Self-Cleaning Membranes from Comb-Shaped Copolymers with Photoresponsive Side Groups.

In this study, we present a novel self-cleaning, photoresponsive membrane that is capable of removing predeposited foulant layers upon changes in surface morphology in response to UV or visible light irradiation while maintaining stable pore size and water permeance. These membranes were prepared by creating thin film composite (TFC) membranes by coating a porous support membrane with a thin layer of novel comb-shaped graft copolymers at two side-chain lengths featuring polyacrylonitrile (PAN) backbones and photoreactive side chains, synthesized by atom transfer radical polymerization (ATRP). Photoregulated control over membrane properties is attained through a light-induced transition, where the side chains switch between a hydrophobic spiropyran (SP) state and a zwitterionic, hydrophilic merocyanine (MC) state. The light-induced switch between the SP and MC forms changes surface hydrophilicity and causes morphological changes on the membrane surface as evidenced by atomic force microscopy (AFM). Before any phototreatment, the as-coated membrane surface comprises mostly hydrophobic SP groups that allow the adsorption of organic solutes such as proteins the membrane surface, reducing flow rate. Once exposed to UV light, conversion of the SP groups to hydrophilic MC groups leads to the release of adsorbed molecules and the full recovery of the initial water flux.

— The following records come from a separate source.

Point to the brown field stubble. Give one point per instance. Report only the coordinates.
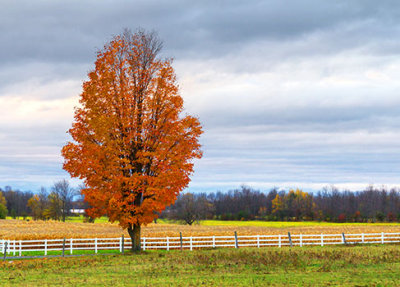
(18, 229)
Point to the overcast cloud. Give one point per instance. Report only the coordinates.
(290, 93)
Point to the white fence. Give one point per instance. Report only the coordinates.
(71, 245)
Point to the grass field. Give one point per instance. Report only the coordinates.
(307, 266)
(20, 229)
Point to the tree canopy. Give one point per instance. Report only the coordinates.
(132, 145)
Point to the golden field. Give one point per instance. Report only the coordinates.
(19, 229)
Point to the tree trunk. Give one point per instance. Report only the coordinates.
(134, 233)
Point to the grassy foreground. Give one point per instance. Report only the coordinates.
(309, 266)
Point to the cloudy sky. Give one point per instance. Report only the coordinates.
(290, 93)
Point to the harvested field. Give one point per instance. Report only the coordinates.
(18, 229)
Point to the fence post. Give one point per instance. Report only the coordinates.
(344, 238)
(123, 244)
(5, 250)
(64, 247)
(236, 243)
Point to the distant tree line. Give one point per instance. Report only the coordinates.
(370, 205)
(330, 204)
(43, 205)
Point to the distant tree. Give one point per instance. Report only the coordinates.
(65, 193)
(190, 208)
(3, 206)
(38, 204)
(132, 145)
(380, 216)
(54, 207)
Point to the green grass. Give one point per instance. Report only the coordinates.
(309, 266)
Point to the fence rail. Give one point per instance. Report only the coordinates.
(69, 245)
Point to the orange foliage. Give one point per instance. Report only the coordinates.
(132, 146)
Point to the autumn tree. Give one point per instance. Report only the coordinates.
(3, 206)
(132, 145)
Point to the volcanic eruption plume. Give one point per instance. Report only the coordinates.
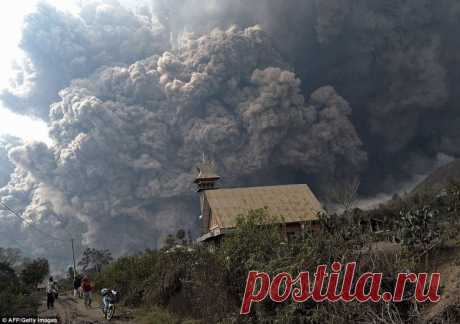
(294, 91)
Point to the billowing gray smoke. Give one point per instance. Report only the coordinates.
(6, 166)
(61, 47)
(134, 99)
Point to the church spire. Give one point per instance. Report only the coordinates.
(207, 175)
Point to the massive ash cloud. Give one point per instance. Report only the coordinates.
(395, 62)
(313, 91)
(61, 47)
(6, 166)
(127, 138)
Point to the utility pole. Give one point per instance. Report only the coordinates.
(74, 266)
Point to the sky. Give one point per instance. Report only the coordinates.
(11, 17)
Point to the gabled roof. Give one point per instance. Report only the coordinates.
(295, 203)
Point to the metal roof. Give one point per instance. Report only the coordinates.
(295, 203)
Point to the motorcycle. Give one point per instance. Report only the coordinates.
(111, 298)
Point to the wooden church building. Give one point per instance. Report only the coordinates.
(220, 207)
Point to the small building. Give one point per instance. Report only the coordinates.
(220, 207)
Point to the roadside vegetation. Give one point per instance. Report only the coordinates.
(187, 283)
(19, 279)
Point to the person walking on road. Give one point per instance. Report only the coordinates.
(86, 288)
(77, 286)
(51, 292)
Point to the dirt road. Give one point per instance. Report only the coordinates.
(70, 310)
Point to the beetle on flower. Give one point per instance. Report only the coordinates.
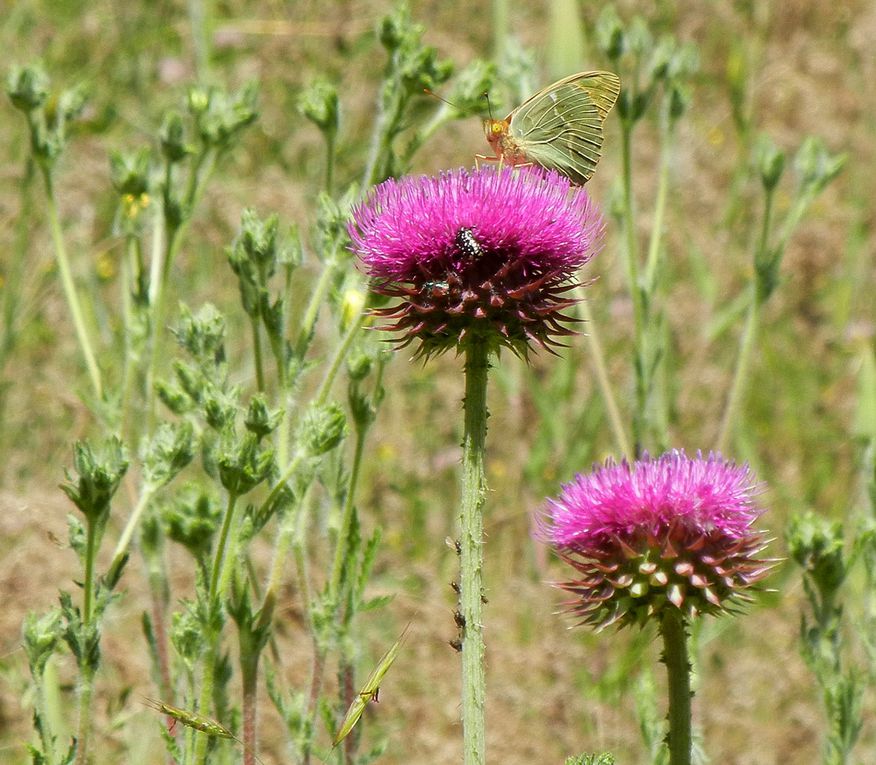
(490, 252)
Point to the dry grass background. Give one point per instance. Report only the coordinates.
(813, 69)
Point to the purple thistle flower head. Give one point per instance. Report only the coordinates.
(488, 253)
(670, 532)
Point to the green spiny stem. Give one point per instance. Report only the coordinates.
(631, 262)
(673, 629)
(86, 679)
(131, 356)
(597, 356)
(257, 354)
(749, 333)
(317, 297)
(340, 354)
(653, 261)
(86, 691)
(743, 362)
(329, 161)
(342, 544)
(70, 287)
(128, 532)
(631, 250)
(161, 266)
(471, 552)
(224, 560)
(249, 666)
(41, 713)
(219, 577)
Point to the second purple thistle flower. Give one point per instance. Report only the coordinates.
(489, 253)
(666, 532)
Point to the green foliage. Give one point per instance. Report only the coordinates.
(591, 759)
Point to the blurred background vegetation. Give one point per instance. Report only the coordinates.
(785, 69)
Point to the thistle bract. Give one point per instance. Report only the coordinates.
(670, 532)
(489, 252)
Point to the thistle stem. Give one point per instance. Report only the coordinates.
(471, 557)
(597, 356)
(219, 576)
(86, 681)
(249, 675)
(257, 355)
(746, 346)
(749, 333)
(674, 633)
(70, 287)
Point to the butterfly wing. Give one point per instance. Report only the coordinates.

A fouled membrane in the more hydrophilic MC form is also capable of self-cleaning upon conversion to the less hydrophilic SP form by visible light irradiation. The self-cleaning behavior observed for this system, where the surface became less hydrophilic but also experienced a morphological change, demonstrates a novel mechanism that has a mechanical component in addition to the changes in hydrophilicity. It is also the first report, to our knowledge, of self-cleaning performance accompanied by a decrease in hydrophilicity.